Wednesday, December 23, 2009

Burgh Boomerang News

Alpha boomerang migrant Jessica Trybus is moving to bigger digs in order to accommodate her growing business:

“We need bigger space and a different kind of space,” Trybus said.

The Crane building’s amenities, such as high ceilings and a comfortable kitchen, along with its location in the Strip District near a grocery store and a mix of restaurants and shops proved a good fit for Etcetera, which also sought a building friendly to bicycle commuters that was close to public transportation.

“The building is set up for early stage companies. They are really accommodating,” Trybus said. “One of my team members is threatening to kayak to work,” she said, of one of her staffers who lives in nearby Lawrenceville.
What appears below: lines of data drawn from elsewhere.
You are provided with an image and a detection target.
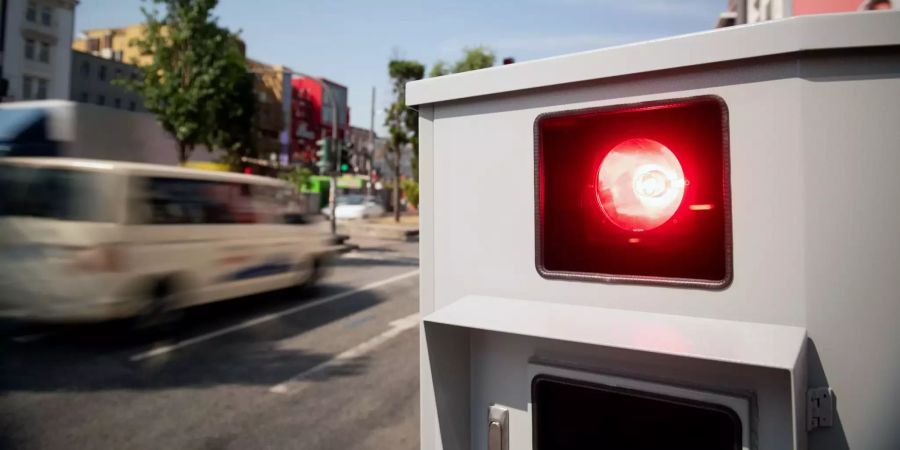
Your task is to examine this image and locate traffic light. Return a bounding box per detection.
[341,141,353,173]
[316,138,334,174]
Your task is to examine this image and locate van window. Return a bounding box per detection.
[131,177,257,224]
[0,164,113,222]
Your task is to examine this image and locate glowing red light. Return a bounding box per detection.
[597,139,686,231]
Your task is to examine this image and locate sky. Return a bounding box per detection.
[75,0,728,134]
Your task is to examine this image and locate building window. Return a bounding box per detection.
[35,78,49,100]
[25,2,37,22]
[22,75,50,100]
[38,42,50,62]
[25,39,35,61]
[22,76,34,100]
[41,6,53,27]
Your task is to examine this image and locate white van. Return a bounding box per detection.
[0,158,333,321]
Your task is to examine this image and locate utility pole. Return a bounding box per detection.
[366,86,375,197]
[318,78,341,234]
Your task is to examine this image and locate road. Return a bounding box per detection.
[0,237,419,450]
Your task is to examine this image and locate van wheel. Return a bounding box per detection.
[297,256,328,289]
[134,280,183,331]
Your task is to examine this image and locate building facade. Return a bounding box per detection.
[247,58,290,158]
[0,0,78,101]
[69,50,144,111]
[716,0,900,28]
[290,76,350,163]
[72,24,153,66]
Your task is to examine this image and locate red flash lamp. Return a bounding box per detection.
[535,96,732,288]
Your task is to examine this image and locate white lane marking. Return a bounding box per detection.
[341,250,419,261]
[129,269,419,361]
[12,333,50,344]
[269,313,419,394]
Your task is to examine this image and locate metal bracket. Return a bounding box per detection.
[806,387,834,431]
[488,405,509,450]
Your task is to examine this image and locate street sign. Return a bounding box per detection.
[406,12,900,450]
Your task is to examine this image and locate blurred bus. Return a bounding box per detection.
[0,157,332,321]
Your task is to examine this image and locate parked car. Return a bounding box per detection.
[322,195,384,220]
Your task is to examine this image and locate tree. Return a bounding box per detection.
[453,45,497,73]
[129,0,255,163]
[384,59,425,222]
[428,59,450,78]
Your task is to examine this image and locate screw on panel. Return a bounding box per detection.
[806,387,834,431]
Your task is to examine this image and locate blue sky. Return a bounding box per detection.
[75,0,727,130]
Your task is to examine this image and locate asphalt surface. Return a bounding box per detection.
[0,237,419,450]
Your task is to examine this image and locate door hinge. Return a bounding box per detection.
[806,387,834,431]
[488,405,509,450]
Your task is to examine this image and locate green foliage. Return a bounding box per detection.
[428,59,450,78]
[400,179,419,209]
[384,59,425,222]
[283,167,313,192]
[128,0,255,164]
[453,45,497,73]
[428,45,497,77]
[384,59,425,178]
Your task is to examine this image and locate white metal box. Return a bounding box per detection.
[407,12,900,449]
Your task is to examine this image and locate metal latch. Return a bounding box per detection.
[488,405,509,450]
[806,387,834,431]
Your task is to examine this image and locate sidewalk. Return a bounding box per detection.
[315,214,419,243]
[338,214,419,242]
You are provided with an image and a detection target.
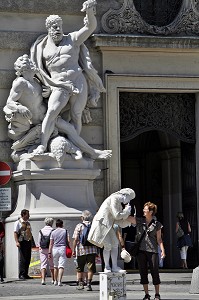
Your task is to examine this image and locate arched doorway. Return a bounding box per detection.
[120,93,198,268]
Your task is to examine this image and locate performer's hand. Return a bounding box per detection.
[125,203,131,213]
[17,105,32,120]
[42,85,51,98]
[81,0,97,12]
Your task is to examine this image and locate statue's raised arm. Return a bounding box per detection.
[72,0,97,45]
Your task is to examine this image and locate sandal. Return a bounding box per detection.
[143,294,151,300]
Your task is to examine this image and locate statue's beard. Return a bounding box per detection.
[50,33,63,44]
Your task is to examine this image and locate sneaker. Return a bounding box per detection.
[143,294,151,300]
[86,284,92,291]
[77,282,84,290]
[112,267,126,273]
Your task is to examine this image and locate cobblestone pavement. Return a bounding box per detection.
[0,273,199,300]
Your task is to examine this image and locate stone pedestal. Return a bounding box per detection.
[100,272,126,300]
[5,159,100,278]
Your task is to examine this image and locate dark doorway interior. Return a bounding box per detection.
[120,130,198,268]
[121,131,163,221]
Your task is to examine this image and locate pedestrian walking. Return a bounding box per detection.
[14,209,33,280]
[129,202,165,300]
[38,217,54,285]
[72,210,98,291]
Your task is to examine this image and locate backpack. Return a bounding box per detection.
[79,223,93,246]
[39,229,54,249]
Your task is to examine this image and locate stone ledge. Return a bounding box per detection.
[91,34,199,52]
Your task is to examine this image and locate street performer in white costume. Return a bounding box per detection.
[88,188,135,273]
[30,0,105,154]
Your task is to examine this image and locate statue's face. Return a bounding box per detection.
[48,21,63,43]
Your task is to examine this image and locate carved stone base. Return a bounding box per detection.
[6,159,100,278]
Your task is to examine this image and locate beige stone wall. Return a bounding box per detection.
[0,0,106,213]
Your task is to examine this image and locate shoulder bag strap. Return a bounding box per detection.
[138,219,153,243]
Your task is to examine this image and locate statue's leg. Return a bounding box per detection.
[34,88,69,154]
[69,74,88,134]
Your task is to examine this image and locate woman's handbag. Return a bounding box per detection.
[129,239,142,257]
[128,219,153,257]
[66,246,72,258]
[176,224,184,239]
[66,230,72,258]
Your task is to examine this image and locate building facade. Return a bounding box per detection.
[0,0,199,268]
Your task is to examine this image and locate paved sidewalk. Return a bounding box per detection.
[0,271,199,300]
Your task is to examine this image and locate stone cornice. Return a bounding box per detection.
[91,34,199,51]
[0,31,42,52]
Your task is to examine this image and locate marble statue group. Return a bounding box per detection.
[4,0,112,167]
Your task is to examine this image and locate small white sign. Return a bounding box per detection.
[0,188,11,211]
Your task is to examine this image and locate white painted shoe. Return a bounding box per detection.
[104,267,111,273]
[112,267,126,273]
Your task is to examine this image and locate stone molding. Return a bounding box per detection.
[119,92,195,143]
[101,0,199,36]
[91,34,199,51]
[105,74,199,194]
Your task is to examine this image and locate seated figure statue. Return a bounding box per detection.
[4,54,111,166]
[30,0,105,154]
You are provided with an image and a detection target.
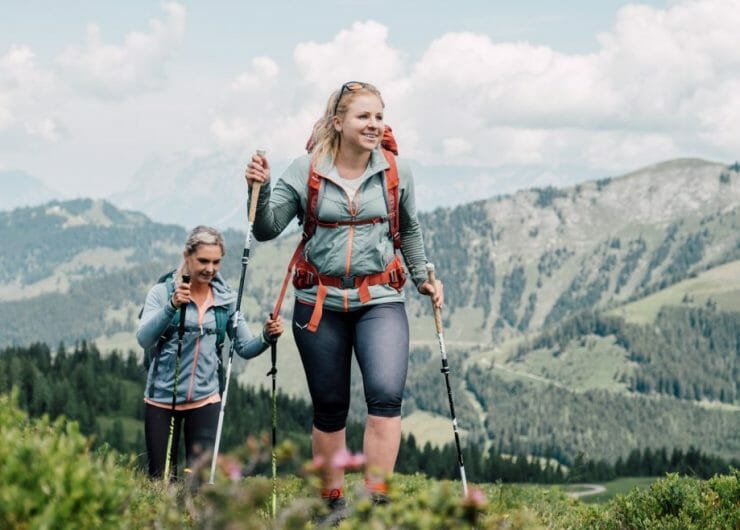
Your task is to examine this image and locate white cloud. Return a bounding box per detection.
[293,20,403,92]
[59,2,186,99]
[231,57,280,91]
[0,45,64,143]
[394,0,740,176]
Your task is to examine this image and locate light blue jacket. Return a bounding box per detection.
[252,149,427,311]
[136,274,269,403]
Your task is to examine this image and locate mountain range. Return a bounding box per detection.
[0,159,740,461]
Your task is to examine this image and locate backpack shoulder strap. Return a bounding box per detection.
[383,149,401,249]
[213,306,229,350]
[303,164,323,241]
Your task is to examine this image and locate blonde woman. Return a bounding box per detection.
[246,81,443,509]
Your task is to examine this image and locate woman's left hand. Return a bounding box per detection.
[265,315,285,338]
[418,280,445,309]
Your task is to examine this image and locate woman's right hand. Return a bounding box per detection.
[244,153,270,188]
[170,283,190,307]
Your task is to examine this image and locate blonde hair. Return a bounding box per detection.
[175,225,226,285]
[307,83,385,165]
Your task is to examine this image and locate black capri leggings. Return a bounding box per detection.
[293,302,409,432]
[144,403,221,478]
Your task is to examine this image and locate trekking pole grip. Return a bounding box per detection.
[247,149,266,224]
[427,263,442,333]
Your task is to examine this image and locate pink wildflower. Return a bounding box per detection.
[464,488,488,510]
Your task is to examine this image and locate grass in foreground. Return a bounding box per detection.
[0,390,740,530]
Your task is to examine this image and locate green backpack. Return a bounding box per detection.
[139,270,229,397]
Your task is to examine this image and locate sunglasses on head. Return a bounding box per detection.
[334,81,366,116]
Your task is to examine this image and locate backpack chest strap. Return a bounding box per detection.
[293,254,406,332]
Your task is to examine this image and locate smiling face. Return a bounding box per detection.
[184,245,223,284]
[334,93,385,152]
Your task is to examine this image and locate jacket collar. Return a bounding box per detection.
[211,272,236,306]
Describing 2009 as a building year in which Etcetera was able to bring three products to market, Trybus said the company is now poised to grow and could double its staff size in the next year, bringing on new sales and marketing staff along with engineers and designers as needed.

The ebb and flow of the Strip District neighborhood is interesting. I lived in Pittsburgh briefly during 1997. The area was gentrifying and the nighttime scene included a Vietnamese restaurant with a karaoke machine that attracted the after-hours crowd. It was a hip place to hang out. My girlfriend (now wife) worked at Vermont Flatbread, another one of those popular Uricchio establishments.

I gather that by 1999, things were changing for the worse. Beer connoisseur Lew Bryson offered the following review of Vermont Flatbread:

I was prepared to really like this place: good selection of magazines out front, great location, cool name and concept, and definitely NOT the usual multi-tap. The food looked REALLY good, but we'd just had an awesome lunch at Gene's Last Chance and only had time for a quick beer here. We asked the waitress for the tap selections, she rattled them off and ended with "Village Pilsner." Who's that, I asked. "I think they get it from Valhalla," she said, and leaned in to say softly "It isn't very good." Hmmm, I thought, and ordered a Lancaster Spring Bock, hoping it was a keg of this malt nectar they'd hidden in a far corner of the cooler for just such a pleasant Fall day. It wasn't, it tasted like it had been on since April, headed towards outright sour. If a bar is going to have a good selection of beer, they have to take care of it, and taste it, and pull it when it goes bad. Otherwise, don't even try.

Perhaps the original owners had moved on by 1999. Vermont Flatbread used to have the best taps in the city. The beers were carefully selected and served as a wonderful compliment for the adventurous food. Most of the cool kids had moved to DC, many of them now hanging out at Black Cat. The Strip District scene had come and gone. Now, it might be making yet another strong comeback.